Eine gravierende schädliche Folge von Rusts Drogen- und später Medikamentenkonsum (vor und während des frühen Handlungsstranges) sind die dadurch ausgelösten Halluzinationen. Da diese eindeutig im Zusammenhang mit dem Substanzkonsum stehen (später, als Rust nur noch trinkt, treten die Halluzinationen nicht mehr auf) und über einen längeren Zeitraum immer wieder auftreten, liegt eine halluzinatorische substanzinduzierte psychotische Störung (ICD-10: F19.52) vor, auch bekannt als Drogenpsychose.
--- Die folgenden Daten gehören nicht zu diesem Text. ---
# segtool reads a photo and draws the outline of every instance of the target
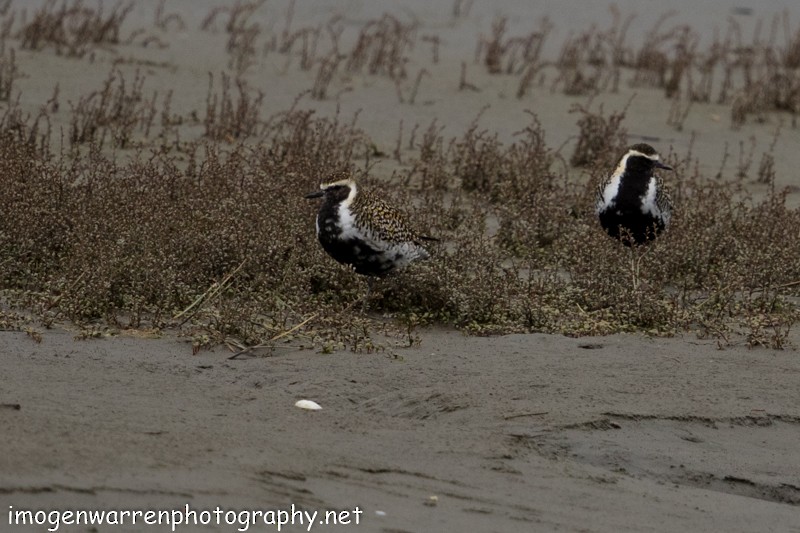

Was Rust Cohle so charismatisch und interessant macht, ist, dass er, neben seinen vielfachen und schwerwiegenden psychopathologischen Beeinträchtigungen, ein überaus intelligenter und offenbar sehr gebildeter Mann ist, der den Zuschauer und, zu dessen Leidwesen, seinen Partner Martin Hart, an seiner depressiven Weltsicht teilhaben lässt.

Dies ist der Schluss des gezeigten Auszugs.